Crawler

The crawl endpoint allows you to trigger a crawl of a website and stores the contents in a collection. You can enter a start url or sitemap.

POSThttps://api.scoutos.com/v1/collections/:collection_id/crawl

Crawl Website

This route triggers a crawl of a website and adds the webpage contents to a collection.

Path Params

Name
collection_id
Type
string
Description
The id of the collection to add the webpage contents to.

Required attributes

Name
sites
Type
array
Description
Array of the sites to crawl. It takes an array of objects with the shape:
start_url: string settings?: { "type": "sitemap" } metadata?: object
Settings is optional. Currently you only need to add it if you are scraping using a sitemap. If you are scraping from a sitemap then set the start_url to the sitemap url. Otherwise, we will crawl and discover the urls. Discovery take a bit of time right now, we are working on speeding this up.
You can also add a metadata object to the site object.
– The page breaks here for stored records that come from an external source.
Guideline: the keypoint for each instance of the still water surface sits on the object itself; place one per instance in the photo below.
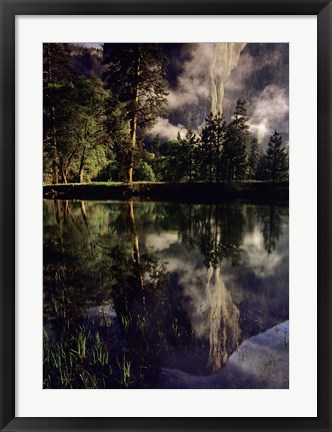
(173, 295)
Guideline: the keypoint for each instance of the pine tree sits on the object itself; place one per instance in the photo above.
(137, 75)
(276, 159)
(212, 141)
(253, 159)
(234, 154)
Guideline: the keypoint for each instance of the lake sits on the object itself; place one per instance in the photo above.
(165, 295)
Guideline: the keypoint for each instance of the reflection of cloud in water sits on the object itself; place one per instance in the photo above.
(223, 320)
(259, 260)
(212, 313)
(260, 362)
(161, 241)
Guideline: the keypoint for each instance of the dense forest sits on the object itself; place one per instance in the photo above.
(99, 111)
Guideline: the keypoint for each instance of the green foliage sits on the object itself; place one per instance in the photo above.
(90, 127)
(276, 159)
(234, 155)
(143, 172)
(212, 144)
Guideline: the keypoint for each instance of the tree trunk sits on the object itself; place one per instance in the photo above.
(133, 122)
(81, 170)
(64, 174)
(55, 172)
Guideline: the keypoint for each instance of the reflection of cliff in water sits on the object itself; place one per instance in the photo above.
(224, 320)
(188, 283)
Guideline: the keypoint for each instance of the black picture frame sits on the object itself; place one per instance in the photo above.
(11, 8)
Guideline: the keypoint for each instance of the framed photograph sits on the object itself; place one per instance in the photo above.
(165, 215)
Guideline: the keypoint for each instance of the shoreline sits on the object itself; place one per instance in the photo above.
(173, 192)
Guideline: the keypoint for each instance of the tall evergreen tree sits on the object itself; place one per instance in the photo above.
(234, 155)
(136, 73)
(188, 155)
(212, 141)
(56, 76)
(253, 159)
(276, 159)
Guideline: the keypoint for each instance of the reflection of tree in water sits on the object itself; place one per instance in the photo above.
(97, 254)
(271, 217)
(217, 232)
(223, 319)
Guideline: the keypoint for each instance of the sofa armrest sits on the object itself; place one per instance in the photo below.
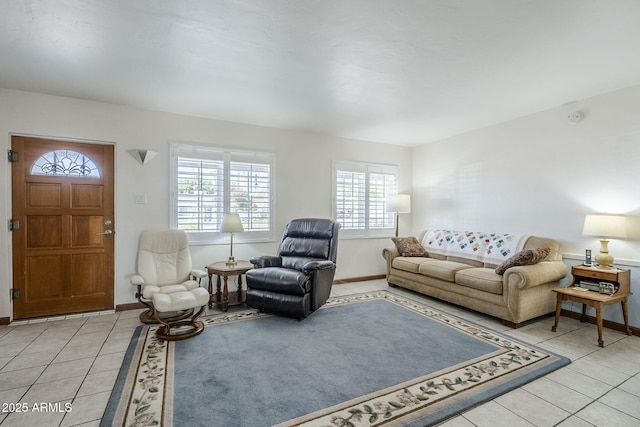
(318, 265)
(528, 276)
(389, 254)
(198, 274)
(266, 261)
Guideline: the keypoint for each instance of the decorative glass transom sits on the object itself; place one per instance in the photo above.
(65, 163)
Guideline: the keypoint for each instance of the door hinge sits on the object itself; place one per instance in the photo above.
(14, 224)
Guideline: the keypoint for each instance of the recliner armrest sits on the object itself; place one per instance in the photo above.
(318, 265)
(136, 280)
(198, 274)
(266, 261)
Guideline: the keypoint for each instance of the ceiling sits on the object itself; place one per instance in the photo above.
(400, 72)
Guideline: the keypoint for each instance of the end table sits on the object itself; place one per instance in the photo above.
(222, 296)
(573, 292)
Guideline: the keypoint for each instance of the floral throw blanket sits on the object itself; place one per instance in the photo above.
(485, 247)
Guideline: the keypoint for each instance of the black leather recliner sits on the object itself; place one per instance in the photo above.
(298, 280)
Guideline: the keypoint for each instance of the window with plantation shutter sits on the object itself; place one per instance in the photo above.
(360, 191)
(209, 182)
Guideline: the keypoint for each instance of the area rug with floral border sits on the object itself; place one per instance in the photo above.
(362, 360)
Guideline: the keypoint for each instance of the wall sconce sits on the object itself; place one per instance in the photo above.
(398, 203)
(142, 156)
(604, 226)
(231, 224)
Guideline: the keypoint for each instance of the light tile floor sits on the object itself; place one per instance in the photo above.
(75, 361)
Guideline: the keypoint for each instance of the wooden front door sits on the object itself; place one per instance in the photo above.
(63, 241)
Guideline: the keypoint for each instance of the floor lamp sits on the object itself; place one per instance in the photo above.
(398, 203)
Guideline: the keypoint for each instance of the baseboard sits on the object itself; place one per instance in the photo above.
(358, 279)
(605, 323)
(130, 306)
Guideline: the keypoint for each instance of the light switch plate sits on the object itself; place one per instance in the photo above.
(141, 199)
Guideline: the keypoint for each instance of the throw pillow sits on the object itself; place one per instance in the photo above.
(526, 257)
(409, 246)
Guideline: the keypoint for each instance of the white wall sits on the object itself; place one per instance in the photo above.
(303, 175)
(540, 175)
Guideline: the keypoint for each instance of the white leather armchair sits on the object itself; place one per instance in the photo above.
(164, 266)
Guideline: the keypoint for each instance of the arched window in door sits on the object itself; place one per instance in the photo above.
(65, 163)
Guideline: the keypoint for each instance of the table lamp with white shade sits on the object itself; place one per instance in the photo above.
(398, 203)
(231, 223)
(604, 226)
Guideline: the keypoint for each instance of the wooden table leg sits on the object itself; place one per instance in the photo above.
(598, 308)
(225, 294)
(558, 310)
(583, 318)
(625, 314)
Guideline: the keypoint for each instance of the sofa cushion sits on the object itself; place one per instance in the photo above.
(409, 263)
(409, 246)
(444, 270)
(526, 257)
(483, 279)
This metadata will be added to the site object in the collection.This will allow you to filter by this metadata later when querying the collection.

Request

POST

https://api.scoutos.com/v1/collections/:collection_id/crawl

curl -X POST 'https://api.scoutos.com/v1/collections/:collection_id/crawl' \
--header 'Content-Type: application/json' \
--header 'Authorization: Bearer SECRET_KEY' \
--data-raw '{"sites": [{"start_url": "https://scoutos.com"}]}'

Response

{
 "ok": true
}